Dl5treez
Super Moderator
Well I never said that. I said there is too much variance in diesel fuel across North America to make most determinations about additives causing fuel economy and power increases relevant unless there is a LOT of control built in. Some data to look at would be ASTM D975 which is the standard adopted by most of the US and N America for diesel fuels. Or ASTM D613 which sets standards for ULSD that conflicts. Or how the lubricity standards are inconsistent.Where are you getting the info that Diesel in NYC is any different than in Calif?

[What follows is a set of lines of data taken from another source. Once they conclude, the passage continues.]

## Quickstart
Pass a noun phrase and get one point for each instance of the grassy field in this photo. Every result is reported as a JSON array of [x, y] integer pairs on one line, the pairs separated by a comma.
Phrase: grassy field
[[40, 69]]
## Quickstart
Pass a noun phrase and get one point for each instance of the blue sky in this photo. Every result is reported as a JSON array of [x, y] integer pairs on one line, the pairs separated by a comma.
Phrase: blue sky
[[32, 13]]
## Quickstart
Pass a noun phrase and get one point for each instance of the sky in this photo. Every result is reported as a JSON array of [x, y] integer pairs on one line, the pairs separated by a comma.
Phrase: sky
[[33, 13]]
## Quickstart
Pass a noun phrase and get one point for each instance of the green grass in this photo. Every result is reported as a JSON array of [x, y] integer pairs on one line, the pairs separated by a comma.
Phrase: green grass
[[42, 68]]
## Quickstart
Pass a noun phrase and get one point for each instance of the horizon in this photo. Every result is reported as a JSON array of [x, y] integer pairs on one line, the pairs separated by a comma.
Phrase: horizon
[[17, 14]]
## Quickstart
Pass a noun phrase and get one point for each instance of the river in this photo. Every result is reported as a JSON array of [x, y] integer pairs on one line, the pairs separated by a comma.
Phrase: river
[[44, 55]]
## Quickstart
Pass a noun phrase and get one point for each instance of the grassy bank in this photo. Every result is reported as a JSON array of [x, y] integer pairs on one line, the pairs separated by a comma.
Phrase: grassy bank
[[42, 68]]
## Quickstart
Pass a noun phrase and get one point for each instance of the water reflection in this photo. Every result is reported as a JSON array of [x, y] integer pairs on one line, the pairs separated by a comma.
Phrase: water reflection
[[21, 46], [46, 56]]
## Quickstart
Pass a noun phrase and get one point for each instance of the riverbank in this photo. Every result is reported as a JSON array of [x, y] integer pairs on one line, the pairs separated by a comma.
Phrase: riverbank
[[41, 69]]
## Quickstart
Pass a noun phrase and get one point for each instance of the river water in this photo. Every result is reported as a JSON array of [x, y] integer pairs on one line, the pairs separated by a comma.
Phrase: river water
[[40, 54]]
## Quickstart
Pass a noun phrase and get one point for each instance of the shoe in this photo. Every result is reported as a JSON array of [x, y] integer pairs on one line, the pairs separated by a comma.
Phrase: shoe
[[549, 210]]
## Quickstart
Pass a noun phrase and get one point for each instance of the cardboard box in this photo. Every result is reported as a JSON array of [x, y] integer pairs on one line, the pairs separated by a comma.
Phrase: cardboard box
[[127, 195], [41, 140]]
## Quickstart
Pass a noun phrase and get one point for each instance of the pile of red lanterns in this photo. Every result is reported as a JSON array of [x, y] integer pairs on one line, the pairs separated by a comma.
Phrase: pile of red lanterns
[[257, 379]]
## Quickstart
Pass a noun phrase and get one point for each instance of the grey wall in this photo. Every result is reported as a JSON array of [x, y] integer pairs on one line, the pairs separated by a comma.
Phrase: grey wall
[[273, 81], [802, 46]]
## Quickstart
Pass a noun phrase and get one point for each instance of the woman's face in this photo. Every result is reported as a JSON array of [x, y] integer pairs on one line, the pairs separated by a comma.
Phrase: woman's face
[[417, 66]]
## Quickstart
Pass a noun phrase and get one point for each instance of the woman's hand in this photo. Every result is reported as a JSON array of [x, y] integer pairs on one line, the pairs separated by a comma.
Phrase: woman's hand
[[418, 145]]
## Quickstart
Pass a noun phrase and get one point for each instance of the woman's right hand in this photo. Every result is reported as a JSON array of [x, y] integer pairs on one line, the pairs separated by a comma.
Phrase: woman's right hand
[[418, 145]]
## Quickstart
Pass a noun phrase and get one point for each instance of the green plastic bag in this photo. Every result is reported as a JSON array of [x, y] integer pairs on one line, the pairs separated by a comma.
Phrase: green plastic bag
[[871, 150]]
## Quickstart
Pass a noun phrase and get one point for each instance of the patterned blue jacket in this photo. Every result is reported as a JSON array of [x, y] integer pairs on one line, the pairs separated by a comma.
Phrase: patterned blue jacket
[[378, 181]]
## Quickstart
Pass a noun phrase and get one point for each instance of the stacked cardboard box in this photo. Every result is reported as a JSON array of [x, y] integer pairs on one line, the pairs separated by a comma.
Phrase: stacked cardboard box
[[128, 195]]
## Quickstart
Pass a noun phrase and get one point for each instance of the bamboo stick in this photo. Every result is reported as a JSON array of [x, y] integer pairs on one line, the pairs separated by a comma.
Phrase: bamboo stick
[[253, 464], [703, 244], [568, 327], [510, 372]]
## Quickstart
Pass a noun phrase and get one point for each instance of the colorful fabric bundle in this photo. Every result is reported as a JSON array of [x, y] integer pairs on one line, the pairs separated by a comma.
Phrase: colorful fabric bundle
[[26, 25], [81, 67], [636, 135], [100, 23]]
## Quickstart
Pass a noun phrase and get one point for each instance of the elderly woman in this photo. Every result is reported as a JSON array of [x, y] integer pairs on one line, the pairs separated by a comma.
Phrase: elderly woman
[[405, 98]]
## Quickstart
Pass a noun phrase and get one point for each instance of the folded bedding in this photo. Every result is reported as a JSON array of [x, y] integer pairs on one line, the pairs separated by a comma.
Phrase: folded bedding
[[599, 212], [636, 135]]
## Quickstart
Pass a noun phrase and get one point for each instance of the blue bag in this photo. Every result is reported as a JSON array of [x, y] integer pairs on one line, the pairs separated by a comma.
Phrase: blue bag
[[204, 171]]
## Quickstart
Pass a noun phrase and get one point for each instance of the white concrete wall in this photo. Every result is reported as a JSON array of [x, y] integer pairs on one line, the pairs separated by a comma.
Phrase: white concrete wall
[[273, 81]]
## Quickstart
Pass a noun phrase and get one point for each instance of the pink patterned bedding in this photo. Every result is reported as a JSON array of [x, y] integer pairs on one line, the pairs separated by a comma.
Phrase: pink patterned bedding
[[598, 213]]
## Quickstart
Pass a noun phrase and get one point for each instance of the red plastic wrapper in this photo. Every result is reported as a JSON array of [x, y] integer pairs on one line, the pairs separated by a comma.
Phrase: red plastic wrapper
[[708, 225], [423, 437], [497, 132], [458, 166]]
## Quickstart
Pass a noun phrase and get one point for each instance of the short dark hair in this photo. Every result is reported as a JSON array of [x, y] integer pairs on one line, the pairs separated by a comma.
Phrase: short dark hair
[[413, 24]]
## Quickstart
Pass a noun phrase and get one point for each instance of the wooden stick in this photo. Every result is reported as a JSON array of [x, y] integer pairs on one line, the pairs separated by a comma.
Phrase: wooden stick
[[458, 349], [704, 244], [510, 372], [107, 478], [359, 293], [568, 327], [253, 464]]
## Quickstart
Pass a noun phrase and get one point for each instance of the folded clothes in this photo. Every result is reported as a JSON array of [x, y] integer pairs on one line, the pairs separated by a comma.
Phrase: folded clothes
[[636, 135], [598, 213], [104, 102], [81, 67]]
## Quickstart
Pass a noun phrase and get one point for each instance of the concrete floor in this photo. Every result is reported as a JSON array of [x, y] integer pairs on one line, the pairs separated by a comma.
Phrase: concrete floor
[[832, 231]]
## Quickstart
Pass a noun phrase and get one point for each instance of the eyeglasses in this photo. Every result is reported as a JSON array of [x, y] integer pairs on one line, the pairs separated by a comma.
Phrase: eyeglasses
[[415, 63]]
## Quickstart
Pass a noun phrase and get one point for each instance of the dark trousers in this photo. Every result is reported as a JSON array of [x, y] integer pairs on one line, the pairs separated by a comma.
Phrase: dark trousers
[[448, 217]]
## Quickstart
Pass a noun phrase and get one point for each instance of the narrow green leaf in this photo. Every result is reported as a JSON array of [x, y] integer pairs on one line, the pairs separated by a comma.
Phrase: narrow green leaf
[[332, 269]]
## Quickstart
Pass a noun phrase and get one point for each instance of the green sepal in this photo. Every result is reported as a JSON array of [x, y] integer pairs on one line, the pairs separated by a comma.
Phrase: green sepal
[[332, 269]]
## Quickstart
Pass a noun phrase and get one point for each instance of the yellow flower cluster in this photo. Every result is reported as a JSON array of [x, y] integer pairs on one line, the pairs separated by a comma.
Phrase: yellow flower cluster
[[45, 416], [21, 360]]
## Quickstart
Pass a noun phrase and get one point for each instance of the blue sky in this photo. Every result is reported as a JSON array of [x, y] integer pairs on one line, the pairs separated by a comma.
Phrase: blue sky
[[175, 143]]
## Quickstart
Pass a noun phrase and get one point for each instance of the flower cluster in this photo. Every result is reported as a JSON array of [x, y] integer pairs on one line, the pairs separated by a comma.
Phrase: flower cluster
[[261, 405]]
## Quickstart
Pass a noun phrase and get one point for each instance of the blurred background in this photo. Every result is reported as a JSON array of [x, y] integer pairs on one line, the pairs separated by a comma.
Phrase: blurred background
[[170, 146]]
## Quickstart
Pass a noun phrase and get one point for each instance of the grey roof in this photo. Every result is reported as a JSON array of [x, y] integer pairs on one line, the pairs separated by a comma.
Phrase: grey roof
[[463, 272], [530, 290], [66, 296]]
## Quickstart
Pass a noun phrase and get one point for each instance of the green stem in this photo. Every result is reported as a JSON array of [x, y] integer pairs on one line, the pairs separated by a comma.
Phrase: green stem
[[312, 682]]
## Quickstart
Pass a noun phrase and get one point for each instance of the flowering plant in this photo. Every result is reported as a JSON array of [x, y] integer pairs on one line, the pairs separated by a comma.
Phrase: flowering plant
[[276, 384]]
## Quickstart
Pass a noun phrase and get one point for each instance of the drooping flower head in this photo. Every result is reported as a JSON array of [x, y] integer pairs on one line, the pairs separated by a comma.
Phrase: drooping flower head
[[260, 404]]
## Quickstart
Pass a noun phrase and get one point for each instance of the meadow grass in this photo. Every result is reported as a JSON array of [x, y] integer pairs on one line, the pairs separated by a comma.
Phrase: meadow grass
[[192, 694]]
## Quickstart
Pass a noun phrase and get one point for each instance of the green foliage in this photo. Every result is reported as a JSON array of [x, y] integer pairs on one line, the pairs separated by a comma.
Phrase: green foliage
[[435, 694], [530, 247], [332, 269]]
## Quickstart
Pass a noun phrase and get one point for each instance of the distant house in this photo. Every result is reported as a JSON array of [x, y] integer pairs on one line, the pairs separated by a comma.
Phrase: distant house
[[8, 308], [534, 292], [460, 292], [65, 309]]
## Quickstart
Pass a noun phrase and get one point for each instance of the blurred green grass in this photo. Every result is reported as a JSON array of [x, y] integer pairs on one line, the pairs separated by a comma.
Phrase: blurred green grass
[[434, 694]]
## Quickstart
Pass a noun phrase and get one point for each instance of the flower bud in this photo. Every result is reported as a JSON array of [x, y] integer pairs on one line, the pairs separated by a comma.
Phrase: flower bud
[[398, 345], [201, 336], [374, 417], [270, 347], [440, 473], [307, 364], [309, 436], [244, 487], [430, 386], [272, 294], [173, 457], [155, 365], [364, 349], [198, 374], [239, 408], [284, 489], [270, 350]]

California and their min cetane of 53:
https://www.arb.ca.gov/enf/fuels/dieselspecs.pdf
TEM’s call to action for improving the standards:
http://www.truckandenginemanufacturers.org/file.asp?A=Y&F=20050818+North+America+Ultra+Low+Sulfur+Diesel+Fuel+Properties.pdf&N=20050818+North+America+Ultra+Low+Sulfur+Diesel+Fuel+Properties.pdf&C=documents
Boutique fuel programs across various states: Most of these relate to gasoline but some are for diesel fuel:
https://www.epa.gov/gasoline-standards/state-fuels
Texas in particular has rather complex network of county level adopted Low Emission Diesel standards that currently cover 110 counties:
https://en.m.wikipedia.org/wiki/Texas_Low_Emission_Diesel_standards
https://www.tceq.texas.gov/airquality/mobilesource/txled/cleandiesel.html
There are more but that should keep you busy.
We haven’t even covered regional and local vendors and their own formulation of additive packages to make their own “premium diesel” which is a dog & pony show all its own.
That’s why I said it’s virtually irrelevant to compare individual results across the country.